UCLA

A virus has one main goal: to replicate itself. To achieve this goal, many kinds of viruses must encode their own replication machinery to amplify their genomes in the host cell. This study focuses on a simple, positive-sense, single-stranded RNA virus, Nodamura, which has a genome consisting of two mRNA molecules. The translation product of RNA1 is an RNA-dependent RNA polymerase (RdRp), while its RNA2 codes for the capsid protein (CP); the RdRp binds to and replicates each of these molecules, and the CP packages the two of them into a single capsid. The focus of the current study is to assess the relative levels at which these two viral RNA molecules compete to be bound and replicated by the RdRp. Understanding replication phenomena such as this has important implications in numerous other many-molecule-mRNA-genome virus infection scenarios, in addition to potential translational medicine applications where it is useful to amplify therapeutic mRNAs using an RdRp. In vitro transcribed Nodamura RNA constructs were created in which a fluorescent reporter gene is added to RNA1, and the CP gene in RNA2 is replaced entirely by a different fluorescent reporter.

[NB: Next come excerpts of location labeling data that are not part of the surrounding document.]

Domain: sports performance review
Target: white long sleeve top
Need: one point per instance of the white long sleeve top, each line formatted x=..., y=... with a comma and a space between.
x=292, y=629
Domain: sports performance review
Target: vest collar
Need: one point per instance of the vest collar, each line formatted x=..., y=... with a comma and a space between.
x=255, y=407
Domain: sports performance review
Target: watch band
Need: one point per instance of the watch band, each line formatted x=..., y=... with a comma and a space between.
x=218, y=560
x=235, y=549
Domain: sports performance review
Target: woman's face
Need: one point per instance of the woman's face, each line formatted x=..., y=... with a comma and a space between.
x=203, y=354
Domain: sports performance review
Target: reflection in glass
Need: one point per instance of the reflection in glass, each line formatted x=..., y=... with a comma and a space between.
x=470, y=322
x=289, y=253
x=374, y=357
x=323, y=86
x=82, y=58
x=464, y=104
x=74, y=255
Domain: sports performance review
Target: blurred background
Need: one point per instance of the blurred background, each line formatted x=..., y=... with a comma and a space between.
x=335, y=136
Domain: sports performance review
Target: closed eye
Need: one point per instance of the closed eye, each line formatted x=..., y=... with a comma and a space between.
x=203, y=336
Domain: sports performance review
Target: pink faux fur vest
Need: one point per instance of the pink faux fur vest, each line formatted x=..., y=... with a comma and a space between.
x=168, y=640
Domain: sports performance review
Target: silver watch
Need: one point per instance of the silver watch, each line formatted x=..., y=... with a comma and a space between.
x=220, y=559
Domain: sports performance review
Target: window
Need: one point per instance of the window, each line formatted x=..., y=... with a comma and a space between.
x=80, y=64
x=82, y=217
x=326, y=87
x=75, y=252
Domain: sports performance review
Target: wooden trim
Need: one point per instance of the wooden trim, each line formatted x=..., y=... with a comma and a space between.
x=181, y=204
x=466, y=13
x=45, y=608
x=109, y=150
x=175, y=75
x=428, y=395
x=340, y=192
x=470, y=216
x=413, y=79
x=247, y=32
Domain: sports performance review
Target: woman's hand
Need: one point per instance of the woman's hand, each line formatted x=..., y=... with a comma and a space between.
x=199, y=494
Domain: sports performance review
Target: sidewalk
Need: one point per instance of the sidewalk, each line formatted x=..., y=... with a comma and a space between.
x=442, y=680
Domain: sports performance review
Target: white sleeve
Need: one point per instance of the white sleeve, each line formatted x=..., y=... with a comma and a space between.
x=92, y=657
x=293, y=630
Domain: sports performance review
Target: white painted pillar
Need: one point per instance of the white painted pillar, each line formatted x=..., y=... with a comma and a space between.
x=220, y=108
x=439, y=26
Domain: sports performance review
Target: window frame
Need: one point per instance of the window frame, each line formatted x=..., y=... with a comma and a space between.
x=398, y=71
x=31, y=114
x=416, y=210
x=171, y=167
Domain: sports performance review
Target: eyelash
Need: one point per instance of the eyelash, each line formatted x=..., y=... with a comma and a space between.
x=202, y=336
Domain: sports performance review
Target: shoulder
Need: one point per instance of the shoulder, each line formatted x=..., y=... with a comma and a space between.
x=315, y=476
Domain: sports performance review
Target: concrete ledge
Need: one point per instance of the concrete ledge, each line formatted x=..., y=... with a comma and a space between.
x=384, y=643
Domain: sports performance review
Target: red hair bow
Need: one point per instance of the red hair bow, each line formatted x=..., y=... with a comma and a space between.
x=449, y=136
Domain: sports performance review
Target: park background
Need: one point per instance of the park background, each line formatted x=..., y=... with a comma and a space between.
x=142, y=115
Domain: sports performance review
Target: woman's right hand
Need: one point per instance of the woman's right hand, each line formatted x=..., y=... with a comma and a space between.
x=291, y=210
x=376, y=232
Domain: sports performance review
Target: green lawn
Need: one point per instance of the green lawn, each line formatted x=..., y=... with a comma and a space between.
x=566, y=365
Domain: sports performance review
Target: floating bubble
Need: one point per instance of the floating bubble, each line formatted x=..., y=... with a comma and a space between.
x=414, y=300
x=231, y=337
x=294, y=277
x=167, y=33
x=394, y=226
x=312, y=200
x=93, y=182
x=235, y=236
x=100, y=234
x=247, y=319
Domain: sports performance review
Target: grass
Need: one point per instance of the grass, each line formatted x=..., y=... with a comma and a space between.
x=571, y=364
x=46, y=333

These two constructs were then transfected into mammalian (BHK-21) cells. Fluorescence intensity assays and quantitative PCR experiments were performed at various time points post-transfection to study the replication competition between Nodamura’s RNA1 and RNA2 in the absence and presence of one another. These assays showed that Nodamura RNA1 replication decreases by as much as a factor of two when in the presence of RNA2, while RNA2 is not amplified at all in the presence of the RdRp encoded by RNA1. These results indicate how in cis and in trans replication dynamics determine the differential expression of the viral genomic RNAs.